Lightning-ignited wildfires and long continuing current lightning in the Mediterranean Basin: Preferential meteorological conditions

Abstract

Lightning is the major cause of the natural ignition of wildfires worldwide and produces the largest wildfires in some regions. Lightning strokes produce about 5¿% of forest fires in the Mediterranean Basin and are one of the most important precursors of the largest forest fires during the summer. Lightning-ignited wildfires produce significant emissions of aerosols, black carbon, and trace gases, such as CO, SO2, CH4, and O3, affecting air quality. Characterization of the meteorological and cloud conditions of lightning-ignited wildfires in the Mediterranean Basin can serve to improve fire forecasting models and to upgrade the implementation of fire emissions in atmospheric models.
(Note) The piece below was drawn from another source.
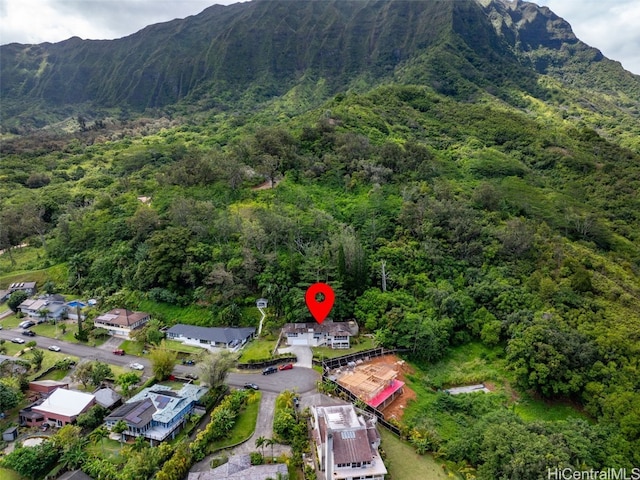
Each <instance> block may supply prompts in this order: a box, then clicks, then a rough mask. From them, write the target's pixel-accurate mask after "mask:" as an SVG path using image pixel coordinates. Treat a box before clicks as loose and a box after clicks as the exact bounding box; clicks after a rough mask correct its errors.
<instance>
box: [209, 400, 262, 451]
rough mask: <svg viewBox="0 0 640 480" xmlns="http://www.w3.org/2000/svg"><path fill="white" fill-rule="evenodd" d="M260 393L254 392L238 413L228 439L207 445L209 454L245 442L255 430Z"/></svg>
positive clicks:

This study investigates the meteorological and cloud conditions of lightning-ignited wildfires (LIWs) and long continuing current (LCC) lightning flashes in the Iberian Peninsula and Greece. LCC lightning and lightning in dry thunderstorms with a low precipitation rate have been proposed to be the main precursors of the largest wildfires. We use lightning data provided by the World Wide Lightning Location Network (WWLLN), the Earth Networks Total Lightning Network (ENTLN), and the Lightning Imaging Sensor (LIS) on board the International Space Station (ISS), together with four databases of wildfires produced in Spain, Portugal, southern France, and Greece, respectively, in order to produce a climatology of LIWs and LCC lightning over the Mediterranean Basin. In addition, we use meteorological data provided by the European Centre for Medium-Range Weather Forecasts (ECMWF) ERA5 reanalysis data set and by the Spanish State Meteorological Agency (AEMET), together with the Cloud Top Height product (CTHP) derived from Meteosat Second Generation (MSG) satellites measurements to investigate the meteorological conditions of LIWs and LCC lightning. According to our results, LIWs and a significant amount of LCC lightning flashes tend to occur in dry thunderstorms with weak updrafts. Our results suggest that LIWs tend to occur in clouds with a high base and with a vertical content of moisture lower than the climatological value, as well as with a higher temperature and a lower precipitation rate. Meteorological conditions of LIWs from the Iberian Peninsula and Greece are in agreement, although some differences possibly caused by the highly variable topography in Greece and a more humid environment are observed. These results show the possibility of using the typical meteorological and cloud conditions of LCC lightning flashes as proxy to parameterize the ignition of wildfires in atmospheric or forecasting models.